Grenzen zwischen ideologischem Fanatismus und Wahnsinn verschwimmen

Rassismus sei, so das Fazit der Ermittler, nicht der primäre Aspekt der Weltanschauung von Tobias R. gewesen. Dieser habe vielmehr offenbar an Paranoia gelitten und sich in seine Vorstellungen bezüglich einer angeblichen Überwachung durch Geheimdienste hineingesteigert.

Sicherheitsbehörden warnen bereits seit längerem, dass Grenzen zwischen psychischer Auffälligkeit oder gar Störungen, Amokläufen und gezielten Terrorakten zunehmend verschwimmen würden. Dies mache die Ermittlungen und Abgrenzungen schwieriger.
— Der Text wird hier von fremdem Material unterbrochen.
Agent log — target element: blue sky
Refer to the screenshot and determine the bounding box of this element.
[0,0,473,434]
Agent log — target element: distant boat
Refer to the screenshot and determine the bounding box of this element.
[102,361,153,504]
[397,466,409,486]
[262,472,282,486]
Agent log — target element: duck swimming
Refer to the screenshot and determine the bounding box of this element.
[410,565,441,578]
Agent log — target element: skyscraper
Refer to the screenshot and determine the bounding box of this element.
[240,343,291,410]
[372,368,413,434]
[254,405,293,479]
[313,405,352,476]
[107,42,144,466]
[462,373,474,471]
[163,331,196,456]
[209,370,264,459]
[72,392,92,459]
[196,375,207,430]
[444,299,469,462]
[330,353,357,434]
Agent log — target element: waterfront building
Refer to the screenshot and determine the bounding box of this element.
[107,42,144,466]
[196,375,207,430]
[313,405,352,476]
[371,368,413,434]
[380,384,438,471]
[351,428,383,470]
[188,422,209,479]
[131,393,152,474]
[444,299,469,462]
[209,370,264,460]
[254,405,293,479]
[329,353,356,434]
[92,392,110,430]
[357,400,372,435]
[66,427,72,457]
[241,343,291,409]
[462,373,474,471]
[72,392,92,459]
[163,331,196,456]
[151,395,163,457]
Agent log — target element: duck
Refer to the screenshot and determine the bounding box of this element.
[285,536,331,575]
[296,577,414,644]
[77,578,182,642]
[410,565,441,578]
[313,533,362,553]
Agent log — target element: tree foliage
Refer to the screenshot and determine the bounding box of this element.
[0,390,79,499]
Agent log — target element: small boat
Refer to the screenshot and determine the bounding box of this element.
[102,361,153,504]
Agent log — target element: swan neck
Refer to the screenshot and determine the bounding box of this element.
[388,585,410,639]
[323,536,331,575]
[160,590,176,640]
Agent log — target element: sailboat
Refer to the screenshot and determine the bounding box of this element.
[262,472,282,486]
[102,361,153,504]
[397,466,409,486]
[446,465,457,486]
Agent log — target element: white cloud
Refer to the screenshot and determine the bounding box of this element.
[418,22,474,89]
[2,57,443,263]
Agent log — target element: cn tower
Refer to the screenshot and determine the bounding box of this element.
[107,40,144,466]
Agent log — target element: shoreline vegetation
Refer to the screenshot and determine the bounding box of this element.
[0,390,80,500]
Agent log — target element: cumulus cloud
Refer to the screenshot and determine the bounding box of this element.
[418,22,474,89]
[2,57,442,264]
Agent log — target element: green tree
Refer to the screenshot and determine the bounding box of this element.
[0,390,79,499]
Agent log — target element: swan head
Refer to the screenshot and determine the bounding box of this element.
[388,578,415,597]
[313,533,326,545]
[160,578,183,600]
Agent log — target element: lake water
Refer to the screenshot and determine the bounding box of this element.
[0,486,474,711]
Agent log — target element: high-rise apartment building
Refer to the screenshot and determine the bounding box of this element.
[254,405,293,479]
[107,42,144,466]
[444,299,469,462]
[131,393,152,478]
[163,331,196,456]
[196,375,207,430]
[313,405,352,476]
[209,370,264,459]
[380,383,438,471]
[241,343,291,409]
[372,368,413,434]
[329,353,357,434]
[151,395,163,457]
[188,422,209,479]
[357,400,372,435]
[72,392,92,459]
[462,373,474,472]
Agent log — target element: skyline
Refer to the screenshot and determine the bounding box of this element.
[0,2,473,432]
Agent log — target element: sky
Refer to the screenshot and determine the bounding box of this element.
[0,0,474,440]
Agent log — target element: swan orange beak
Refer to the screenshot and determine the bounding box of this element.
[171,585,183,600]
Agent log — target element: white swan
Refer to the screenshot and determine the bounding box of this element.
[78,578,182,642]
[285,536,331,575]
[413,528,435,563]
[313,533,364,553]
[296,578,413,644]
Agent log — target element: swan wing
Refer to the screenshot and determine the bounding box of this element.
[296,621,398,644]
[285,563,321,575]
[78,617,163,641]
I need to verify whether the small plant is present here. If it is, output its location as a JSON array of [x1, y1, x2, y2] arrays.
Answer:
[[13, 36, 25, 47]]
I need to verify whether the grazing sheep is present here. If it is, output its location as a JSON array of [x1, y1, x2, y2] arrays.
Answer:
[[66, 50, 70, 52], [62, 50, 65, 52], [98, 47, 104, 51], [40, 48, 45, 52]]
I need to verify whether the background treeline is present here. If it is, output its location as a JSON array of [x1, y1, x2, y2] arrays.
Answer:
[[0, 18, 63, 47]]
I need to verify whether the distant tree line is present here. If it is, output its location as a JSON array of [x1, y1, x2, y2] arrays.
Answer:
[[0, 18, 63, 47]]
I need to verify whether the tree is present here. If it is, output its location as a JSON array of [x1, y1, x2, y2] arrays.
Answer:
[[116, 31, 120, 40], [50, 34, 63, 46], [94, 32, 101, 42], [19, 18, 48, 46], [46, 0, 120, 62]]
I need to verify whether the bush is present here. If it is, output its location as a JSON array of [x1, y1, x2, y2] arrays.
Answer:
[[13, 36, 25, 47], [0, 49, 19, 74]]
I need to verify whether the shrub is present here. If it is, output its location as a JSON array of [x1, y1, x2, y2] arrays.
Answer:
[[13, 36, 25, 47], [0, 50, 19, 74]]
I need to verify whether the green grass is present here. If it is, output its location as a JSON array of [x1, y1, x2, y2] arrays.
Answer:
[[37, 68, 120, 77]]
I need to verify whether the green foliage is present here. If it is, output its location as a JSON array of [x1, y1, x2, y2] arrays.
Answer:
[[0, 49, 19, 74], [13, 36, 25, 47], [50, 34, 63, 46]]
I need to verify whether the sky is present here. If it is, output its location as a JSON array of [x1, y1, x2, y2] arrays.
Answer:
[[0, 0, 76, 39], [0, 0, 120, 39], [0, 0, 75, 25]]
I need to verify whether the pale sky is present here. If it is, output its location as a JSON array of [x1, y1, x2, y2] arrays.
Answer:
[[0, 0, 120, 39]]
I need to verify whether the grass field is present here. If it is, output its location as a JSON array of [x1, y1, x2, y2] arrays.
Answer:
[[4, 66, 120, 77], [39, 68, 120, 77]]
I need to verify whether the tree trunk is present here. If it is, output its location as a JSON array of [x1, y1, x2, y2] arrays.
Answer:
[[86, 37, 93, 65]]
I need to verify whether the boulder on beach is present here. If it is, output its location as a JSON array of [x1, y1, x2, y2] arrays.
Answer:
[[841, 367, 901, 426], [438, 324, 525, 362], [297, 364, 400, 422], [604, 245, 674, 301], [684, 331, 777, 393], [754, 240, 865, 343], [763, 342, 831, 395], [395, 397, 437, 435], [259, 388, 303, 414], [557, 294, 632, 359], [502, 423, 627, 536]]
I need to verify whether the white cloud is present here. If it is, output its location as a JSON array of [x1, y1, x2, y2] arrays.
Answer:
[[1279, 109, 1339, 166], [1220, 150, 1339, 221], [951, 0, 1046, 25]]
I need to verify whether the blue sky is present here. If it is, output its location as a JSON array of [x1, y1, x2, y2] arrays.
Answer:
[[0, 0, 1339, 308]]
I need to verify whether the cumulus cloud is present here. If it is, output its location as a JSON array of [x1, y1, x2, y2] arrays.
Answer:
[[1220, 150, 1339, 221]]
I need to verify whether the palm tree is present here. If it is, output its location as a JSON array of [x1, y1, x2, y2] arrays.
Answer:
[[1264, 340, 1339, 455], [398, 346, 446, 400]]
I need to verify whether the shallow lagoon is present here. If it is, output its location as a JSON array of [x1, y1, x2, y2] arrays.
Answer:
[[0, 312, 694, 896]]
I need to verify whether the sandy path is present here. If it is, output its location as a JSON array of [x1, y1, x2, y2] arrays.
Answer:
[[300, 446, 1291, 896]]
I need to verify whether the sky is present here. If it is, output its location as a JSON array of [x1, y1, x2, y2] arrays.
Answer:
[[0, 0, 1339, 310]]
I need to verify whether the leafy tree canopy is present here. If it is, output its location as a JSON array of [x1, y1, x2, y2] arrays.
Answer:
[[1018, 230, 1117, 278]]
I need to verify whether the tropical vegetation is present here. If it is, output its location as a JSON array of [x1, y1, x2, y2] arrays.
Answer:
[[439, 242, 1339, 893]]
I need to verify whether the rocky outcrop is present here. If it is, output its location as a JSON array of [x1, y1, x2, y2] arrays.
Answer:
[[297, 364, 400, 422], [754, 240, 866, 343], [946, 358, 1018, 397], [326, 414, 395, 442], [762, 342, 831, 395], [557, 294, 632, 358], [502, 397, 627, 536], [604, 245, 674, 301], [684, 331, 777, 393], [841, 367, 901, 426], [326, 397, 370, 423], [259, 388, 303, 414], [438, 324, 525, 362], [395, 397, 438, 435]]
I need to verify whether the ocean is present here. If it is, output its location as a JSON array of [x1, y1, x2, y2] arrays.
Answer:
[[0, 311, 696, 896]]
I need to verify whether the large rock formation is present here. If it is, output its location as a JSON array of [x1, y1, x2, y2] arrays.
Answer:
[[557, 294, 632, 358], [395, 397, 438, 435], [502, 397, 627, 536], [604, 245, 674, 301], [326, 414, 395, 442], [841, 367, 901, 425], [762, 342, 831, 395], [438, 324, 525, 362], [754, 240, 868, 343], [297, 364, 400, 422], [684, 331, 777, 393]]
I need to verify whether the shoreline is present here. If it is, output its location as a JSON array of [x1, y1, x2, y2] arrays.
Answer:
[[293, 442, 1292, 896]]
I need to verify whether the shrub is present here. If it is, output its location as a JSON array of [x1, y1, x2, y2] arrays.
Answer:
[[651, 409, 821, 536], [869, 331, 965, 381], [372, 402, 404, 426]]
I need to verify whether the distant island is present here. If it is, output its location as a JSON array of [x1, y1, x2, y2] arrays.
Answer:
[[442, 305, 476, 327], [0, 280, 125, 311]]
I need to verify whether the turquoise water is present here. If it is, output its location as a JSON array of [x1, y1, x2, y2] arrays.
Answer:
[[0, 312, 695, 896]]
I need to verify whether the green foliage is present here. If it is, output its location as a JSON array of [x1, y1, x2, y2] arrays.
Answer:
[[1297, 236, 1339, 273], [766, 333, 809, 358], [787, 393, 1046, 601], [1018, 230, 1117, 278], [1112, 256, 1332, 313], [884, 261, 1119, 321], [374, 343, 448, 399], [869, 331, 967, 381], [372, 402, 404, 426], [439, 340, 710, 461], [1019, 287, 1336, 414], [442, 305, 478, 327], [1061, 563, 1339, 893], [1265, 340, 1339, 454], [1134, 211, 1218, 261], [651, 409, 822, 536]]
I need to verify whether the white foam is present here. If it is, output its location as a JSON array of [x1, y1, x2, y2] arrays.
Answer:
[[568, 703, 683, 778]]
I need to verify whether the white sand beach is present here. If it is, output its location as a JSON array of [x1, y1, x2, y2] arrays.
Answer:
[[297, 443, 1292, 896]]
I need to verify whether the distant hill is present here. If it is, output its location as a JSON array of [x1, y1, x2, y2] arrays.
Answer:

Nach Anschlägen werde daher inzwischen regelmäßig geprüft, ob der Täter zuvor in stationärer psychiatrischer Behandlung gewesen sei. Falls dies der Fall sei, übernehme der Generalbundesanwalt das Verfahren nicht.

Laut einer Europol-Untersuchung von Terror-Attacken zwischen 2000 und 2015 ist ein Drittel der Einzeltäter psychisch krank gewesen. Dazu zählte auch Lübcke-Attentäter Stephan B., bei dem das Borderline-Syndrom diagnostiziert wurde.

Risikobewertungssystem muss überdacht werden

Deshalb wird mittlerweile darüber diskutiert, inwieweit Ärzten und Therapeuten eine Meldepflicht auferlegt werden soll, wenn sich bei einem Patienten Hinweise auf eine konkrete Tat ergeben. Potenzielle Attentäter, die sich gar nicht in Behandlung befinden, würden in diesem Fall dennoch aus dem Raster fallen.

Die Behörden stehen zudem auch unter Zugzwang, wenn es darum geht, ihr Risikobewertungssystem rechtzeitig anzupassen. Zu lange gingen Behörden etwa im Zusammenhang mit islamistischen Gefährdern davon aus, dass es sich dabei typischerweise um streng gläubige Muslime handele, in deren Leben die Religion eine zentrale Rolle spiele.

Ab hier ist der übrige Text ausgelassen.